For decades, chemical fungicides have served as the primary line of defense against postharvest decay. However, the emergence of fungicide-resistant strains, growing regulatory restrictions, and increasing consumer demand for residue-free products have pushed researchers and industry stakeholders to explore alternative and more sustainable control methods. Recent developments in biological control (using antagonistic yeasts and bacteria), physical approaches (such as UV-C and controlled atmospheres), and natural products (essential oils, plant extracts, and biopolymers) have demonstrated promising results both in laboratory and semi-commercial settings. Nonetheless, few of these solutions have achieved large-scale industrial adoption due to challenges related to cost, stability, reproducibility, or regulatory approval.

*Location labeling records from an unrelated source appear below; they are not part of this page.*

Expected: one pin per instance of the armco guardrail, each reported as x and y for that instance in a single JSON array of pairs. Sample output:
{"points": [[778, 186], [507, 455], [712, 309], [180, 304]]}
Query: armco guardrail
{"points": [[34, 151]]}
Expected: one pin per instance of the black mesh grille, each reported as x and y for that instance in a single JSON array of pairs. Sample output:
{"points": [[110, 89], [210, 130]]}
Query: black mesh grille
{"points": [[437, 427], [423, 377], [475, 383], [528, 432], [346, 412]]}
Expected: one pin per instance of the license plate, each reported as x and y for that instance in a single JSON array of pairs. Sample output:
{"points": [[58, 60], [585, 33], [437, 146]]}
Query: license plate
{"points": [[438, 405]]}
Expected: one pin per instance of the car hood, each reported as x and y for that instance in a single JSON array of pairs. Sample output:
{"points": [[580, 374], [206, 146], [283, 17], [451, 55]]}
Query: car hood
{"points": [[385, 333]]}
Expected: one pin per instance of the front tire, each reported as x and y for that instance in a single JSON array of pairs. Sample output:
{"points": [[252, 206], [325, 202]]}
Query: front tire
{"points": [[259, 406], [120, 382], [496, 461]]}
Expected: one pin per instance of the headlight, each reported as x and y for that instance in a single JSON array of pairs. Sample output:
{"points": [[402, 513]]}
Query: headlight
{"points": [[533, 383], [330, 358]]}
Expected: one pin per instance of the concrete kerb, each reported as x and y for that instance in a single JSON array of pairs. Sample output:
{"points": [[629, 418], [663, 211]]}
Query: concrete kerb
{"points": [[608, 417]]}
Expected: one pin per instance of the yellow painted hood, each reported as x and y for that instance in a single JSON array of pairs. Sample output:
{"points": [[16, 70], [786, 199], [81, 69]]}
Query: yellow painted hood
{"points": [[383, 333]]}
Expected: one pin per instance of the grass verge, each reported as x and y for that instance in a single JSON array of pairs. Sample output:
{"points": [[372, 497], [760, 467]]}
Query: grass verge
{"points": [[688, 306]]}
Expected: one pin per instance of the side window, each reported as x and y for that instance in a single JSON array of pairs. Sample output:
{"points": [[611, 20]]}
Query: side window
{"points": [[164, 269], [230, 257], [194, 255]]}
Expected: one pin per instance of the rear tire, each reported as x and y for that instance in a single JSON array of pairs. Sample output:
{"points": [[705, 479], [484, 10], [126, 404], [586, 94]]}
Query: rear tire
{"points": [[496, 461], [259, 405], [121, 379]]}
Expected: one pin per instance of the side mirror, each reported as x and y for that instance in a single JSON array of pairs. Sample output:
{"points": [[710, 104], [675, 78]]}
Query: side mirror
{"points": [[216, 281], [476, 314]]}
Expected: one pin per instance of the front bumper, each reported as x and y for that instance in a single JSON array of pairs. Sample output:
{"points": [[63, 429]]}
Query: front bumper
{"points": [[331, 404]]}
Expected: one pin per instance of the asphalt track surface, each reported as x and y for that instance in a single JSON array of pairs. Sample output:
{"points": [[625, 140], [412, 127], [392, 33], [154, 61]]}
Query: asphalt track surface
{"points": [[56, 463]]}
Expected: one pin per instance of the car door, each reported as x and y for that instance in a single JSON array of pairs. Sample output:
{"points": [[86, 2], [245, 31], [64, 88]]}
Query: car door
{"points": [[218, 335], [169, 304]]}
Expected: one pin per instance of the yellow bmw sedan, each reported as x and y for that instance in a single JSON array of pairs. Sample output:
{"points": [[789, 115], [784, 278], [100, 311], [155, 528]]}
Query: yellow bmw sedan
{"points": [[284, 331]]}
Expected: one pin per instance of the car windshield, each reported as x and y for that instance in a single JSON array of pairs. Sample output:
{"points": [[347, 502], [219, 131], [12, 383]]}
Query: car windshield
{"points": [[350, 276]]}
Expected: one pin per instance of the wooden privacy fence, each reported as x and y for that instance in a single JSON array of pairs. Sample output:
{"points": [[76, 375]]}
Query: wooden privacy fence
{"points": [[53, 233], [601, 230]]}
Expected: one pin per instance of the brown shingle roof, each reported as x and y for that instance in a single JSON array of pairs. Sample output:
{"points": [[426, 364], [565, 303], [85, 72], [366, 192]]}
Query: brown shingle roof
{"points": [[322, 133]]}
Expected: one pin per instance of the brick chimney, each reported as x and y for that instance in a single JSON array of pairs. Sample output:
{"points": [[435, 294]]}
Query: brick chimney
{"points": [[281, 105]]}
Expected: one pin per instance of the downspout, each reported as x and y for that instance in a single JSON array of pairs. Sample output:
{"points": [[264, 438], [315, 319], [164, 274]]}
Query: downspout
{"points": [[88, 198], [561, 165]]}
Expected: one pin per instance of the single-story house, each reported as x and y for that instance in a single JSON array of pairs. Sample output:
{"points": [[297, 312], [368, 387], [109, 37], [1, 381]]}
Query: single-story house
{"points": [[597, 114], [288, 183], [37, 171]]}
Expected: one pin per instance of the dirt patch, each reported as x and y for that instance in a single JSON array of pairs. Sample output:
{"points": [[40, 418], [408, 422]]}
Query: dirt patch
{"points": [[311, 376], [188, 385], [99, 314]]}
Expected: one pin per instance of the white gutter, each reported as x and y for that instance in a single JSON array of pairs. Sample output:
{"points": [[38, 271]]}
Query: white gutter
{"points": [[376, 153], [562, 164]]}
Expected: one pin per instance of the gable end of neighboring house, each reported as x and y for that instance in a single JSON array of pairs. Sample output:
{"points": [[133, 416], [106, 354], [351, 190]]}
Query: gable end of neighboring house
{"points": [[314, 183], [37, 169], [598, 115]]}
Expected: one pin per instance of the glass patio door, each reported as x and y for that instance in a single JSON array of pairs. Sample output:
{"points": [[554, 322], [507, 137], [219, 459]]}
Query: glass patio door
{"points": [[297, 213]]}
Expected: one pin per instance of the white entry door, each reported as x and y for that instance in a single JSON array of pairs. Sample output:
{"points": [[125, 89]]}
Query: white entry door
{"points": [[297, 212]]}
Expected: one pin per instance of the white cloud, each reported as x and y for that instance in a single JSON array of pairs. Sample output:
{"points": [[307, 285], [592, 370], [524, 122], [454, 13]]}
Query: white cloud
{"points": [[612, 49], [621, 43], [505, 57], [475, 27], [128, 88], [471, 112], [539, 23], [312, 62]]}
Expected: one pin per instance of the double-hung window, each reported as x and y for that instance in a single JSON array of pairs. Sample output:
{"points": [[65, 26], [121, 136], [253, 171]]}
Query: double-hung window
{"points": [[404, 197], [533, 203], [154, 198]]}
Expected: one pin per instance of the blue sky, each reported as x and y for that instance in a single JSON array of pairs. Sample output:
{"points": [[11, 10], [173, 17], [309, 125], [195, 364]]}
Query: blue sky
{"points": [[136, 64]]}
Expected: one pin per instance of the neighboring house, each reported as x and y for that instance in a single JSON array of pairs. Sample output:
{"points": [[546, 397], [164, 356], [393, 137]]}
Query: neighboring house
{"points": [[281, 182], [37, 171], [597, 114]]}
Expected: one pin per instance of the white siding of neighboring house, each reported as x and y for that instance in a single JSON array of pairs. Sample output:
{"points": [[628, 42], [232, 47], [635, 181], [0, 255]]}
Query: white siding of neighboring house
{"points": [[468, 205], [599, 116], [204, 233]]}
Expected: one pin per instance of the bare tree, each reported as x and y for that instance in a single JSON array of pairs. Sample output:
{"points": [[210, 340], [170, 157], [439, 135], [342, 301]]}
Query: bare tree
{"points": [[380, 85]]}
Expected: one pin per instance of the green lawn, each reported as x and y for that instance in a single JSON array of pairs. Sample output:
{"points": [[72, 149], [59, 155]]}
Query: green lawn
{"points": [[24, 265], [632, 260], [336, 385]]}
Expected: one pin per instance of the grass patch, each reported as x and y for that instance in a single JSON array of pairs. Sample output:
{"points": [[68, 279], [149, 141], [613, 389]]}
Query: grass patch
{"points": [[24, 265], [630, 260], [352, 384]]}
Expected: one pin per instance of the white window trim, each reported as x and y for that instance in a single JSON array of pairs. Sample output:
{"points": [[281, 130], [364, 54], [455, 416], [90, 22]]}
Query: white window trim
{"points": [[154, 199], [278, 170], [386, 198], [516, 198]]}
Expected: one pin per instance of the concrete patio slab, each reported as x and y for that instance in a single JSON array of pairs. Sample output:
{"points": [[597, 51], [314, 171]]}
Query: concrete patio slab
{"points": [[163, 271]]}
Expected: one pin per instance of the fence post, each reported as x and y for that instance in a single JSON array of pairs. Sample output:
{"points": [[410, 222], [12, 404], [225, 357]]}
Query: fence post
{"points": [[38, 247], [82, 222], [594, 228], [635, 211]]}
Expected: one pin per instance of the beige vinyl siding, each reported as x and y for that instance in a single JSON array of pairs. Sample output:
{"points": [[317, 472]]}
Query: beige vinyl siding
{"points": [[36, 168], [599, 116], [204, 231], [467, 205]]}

Despite the progress made, several important knowledge gaps and unresolved issues still limit the effectiveness of postharvest rot management in peaches. There is still a lack of predictive modeling tools simulating pathogen dynamics under real-world cold chain logistics and fluctuating environmental conditions, as well as an incomplete understanding of the fruit microbiome and its role in enhancing or inhibiting fungal colonization during storage. Furthermore, standardization of biocontrol agents remains limited, particularly regarding formulation stability, compatibility with other treatments, and efficacy across different peach cultivars and environments. The exploration of synergistic combinations, such as biocontrol agents with UV or EOs, is still insufficient, and data on consumer perception, sensory impact, and the nutritional implications of alternative treatments over extended storage periods remain scarce. Addressing these challenges requires integrated efforts across plant pathology, microbiology, postharvest technology, food safety, and supply chain logistics.

Looking ahead, several avenues appear particularly promising. These include the development of multi-strain or microbiome-based biocontrol products that are more resilient and effective under variable conditions, the application of nanotechnology for controlled release and targeted delivery of antifungal agents, and the use of artificial intelligence and machine learning for early detection, monitoring, and prediction of rot outbreaks. The integration of “omics” tools such as genomics, metabolomics, and transcriptomics could help identify molecular targets of resistance and provide a deeper understanding of host–pathogen interactions. Furthermore, emerging approaches such as metagenomics to study the fruit microbiome for the development of next-generation probiotic preparations, the use of CRISPR technology to edit fruit disease resistance genes, and the development of real-time disease early warning systems based on the Internet of Things (IoT), all point to clear technological breakthroughs. The design of sustainable packaging systems incorporating antimicrobial materials or sensors to prolong shelf life and monitor fruit status also represents a significant opportunity.

Ultimately, the goal is not only to reduce rot incidence but also to ensure fruit safety, maintain high quality, reduce postharvest losses, and comply with international standards for sustainable and responsible agriculture. To achieve this, bridging the gap between experimental research and commercial application will be essential, supported by policy, innovation, and interdisciplinary collaboration.